No one has rated this review as helpful yet
Recommended
0.0 hrs last two weeks / 880.6 hrs on record (593.7 hrs at review time)
Posted: Aug 11, 2020 @ 4:34pm
Updated: Aug 11, 2020 @ 5:04pm

It's hard to get into and learn, but once you do you get hooked on this game like no tomorrow. My favorite parts are the more narrative-driven events and actions and the overall complexities of having to manage both foreign and domestic affairs/political meddling. There's a nice amount of customization if you're like me and want to create a whole new lineage instead of playing off some random guys in history.
The game can play very differently depending on who you are and how powerful you get. If you first start out as a count/duke, your gameplay revolves mainly around conquering new lands yourself and protecting you and your family from ambitious rivals looking to steal your titles-- not to mention other foreign rulers looking at your lands with a hungry eye. As you work your way up to king, your general gist is the same but this time you get an advisor spot and politics, I feel, are at their highest point with kingdoms. A lot of my Kingdom-title gameplay is bribing, murdering, cajoling, and what have you.
Empires are where the focus shifts. Once you get a good, sizable empire going with a few or more powerful Kingdoms, you don't have to do much conquering yourself anymore. If you allow external vassal wars only, your powerful king/queen vassals will wage war on foreigners by their own accords for their own kingdom, expanding your empire all the same.
Politics get easy by this point (If you have started from Count/Duke) because at this point you have a slew of prestige and vassal opinion bonuses from artifacts, Dynasty prestige, titular holdings, and whatever else. You start making enough money to win entire Crusades off of mercenaries. Succession cease to become a worry because your dynasty now holds 4 separate kingdom titles plus an Empire with 60 living members and plenty of heirs. If you choose Imperial Elective, too, you can literally pick and choose your heir. Rigging the elections are not hard once you have gold flowing out your ass and a lot of stacking effects-- and that's just western Europe Christendom playthrough: you can play as a Swede Viking that's way more focused on combat with ♥♥♥♥ all to politics, or a nomad that says '♥♥♥♥ politics' even harder. Maybe be a merchant prince and deal entirely with politics and money. There's a lot of opportunities for this game, and I have barely scratched starting outside of the British Isles / Ireland, and I'm almost at 600 hours with this game.
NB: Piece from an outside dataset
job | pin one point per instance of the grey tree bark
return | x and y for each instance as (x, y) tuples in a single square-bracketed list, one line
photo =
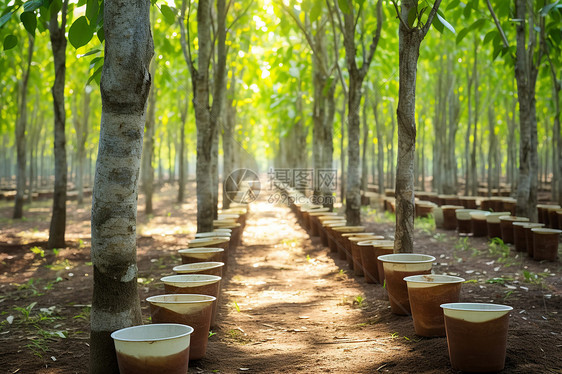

A few things are a bit silly, like empire-tier titles not being able to usurp kingdom/empire tier titles so you end up with a foreign kingdom that's 99% under your control but making you go over vassal limit because you can't give all the dukes/duchess' their de jure ruler, just making the whole thing a fustercluck, or the ungodly RNG system that comes whenever you want to do a duel.
Besides those and a relatively minor few other things, this game is fantastic and will steal hours from you. Looking forward to CK3.